The first time I got this message I read something which said I should regenerate the hot standby from the master. So I rsync'd everything back over and restarted. The hot standby connects to the master over a TINC VPN connection, tt connected successfully and was streaming changes.

It all seemed to be working fine until around 8am. This is when our system starts to get a bit busier. Then all I see in the logs is the above message and the last WAL file on the hotstandby is 000000010000046F0000006A. If I restart the hot standby, it will start catching up with the master, but it also spikes my CPU and brings everything grinding to a halt, and it never seems to catch up anyway.

I have just migrated the DB and hot standby to two new servers, and I am using the simple configuration from the previous servers on these new machines. On the previous servers, the databases were not dockerized, on this they are. I have other dockerized PostgreSQL installations which are running the replication fine, but these servers do not have as high a load as this one. I even replicated from the new master to the old, non-dockerized PostgreSQL server which used to be the main server. The same thing happened here. I had been using the replication between the old master and hot standby just fine over TINC VPN before the migration. So I don't think Docker or TINC are at fault.

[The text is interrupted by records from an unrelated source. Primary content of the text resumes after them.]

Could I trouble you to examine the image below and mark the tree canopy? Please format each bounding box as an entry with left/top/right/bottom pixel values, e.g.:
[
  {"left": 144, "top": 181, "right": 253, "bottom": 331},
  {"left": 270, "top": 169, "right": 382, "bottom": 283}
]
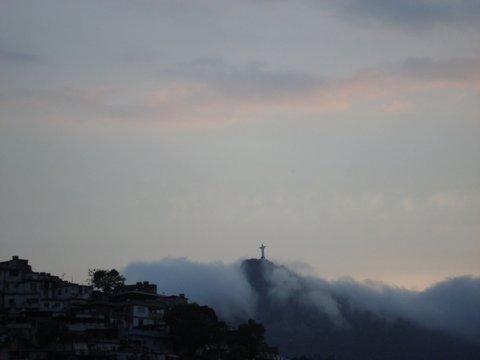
[{"left": 88, "top": 269, "right": 125, "bottom": 293}]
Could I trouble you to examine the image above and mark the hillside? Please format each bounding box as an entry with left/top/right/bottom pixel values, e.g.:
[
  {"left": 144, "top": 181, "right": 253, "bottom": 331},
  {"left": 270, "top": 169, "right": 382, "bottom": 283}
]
[{"left": 241, "top": 259, "right": 480, "bottom": 360}]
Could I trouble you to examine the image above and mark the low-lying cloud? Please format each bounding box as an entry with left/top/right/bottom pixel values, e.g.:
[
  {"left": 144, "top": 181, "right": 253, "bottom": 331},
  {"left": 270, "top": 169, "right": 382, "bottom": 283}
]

Here is the PostgreSQL configuration for both master and hot standby:

listen_addresses          =  '*'
port                      =  5432

max_connections           =  600
shared_buffers            =  8GB
effective_cache_size      =  16GB
work_mem                  =  10MB
maintenance_work_mem      =  1638GB
max_locks_per_transaction =  256

hot_standby       =  on
archive_mode      =  on

wal_level         =  'hot_standby'
max_wal_senders   =  10
wal_keep_segments =  1000     # 80 GB required on pg_xlog

archive_command   =  'true'

And the additional recovery.conf on the hot standby:

standby_mode = 'on'
primary_conninfo = 'host=MY_IP port=MY_PORT user=MY_USER password=MY_PASSWORD'

Any help would be greatly appreciated! I need my hot standby!

Best Answer

Ok, I finally figured it out (for the most part)!

The important detail I left out in the question was that I was running PostgreSQL on btrfs and was streaming to a different server with ext4. There seemed to be some race condition during high load periods that caused the data being streamed to be corrupted or read incorrectly. I don't know exactly what. Sometimes it failed after 30 seconds, sometimes 30 minutes.

So last night I shut down the system, backed everything up on a separate HDD, reformated my btrfs partition to ext4, moved everything back and brought the system back up. Once I restarted the live replication it caught up and now 24 hours later it is still perfectly in sync, no errors!

So whatever was going on it was related to the btrfs partition. I've spent this entire week trying to figure this out so I hope this saves someone else some time. :-)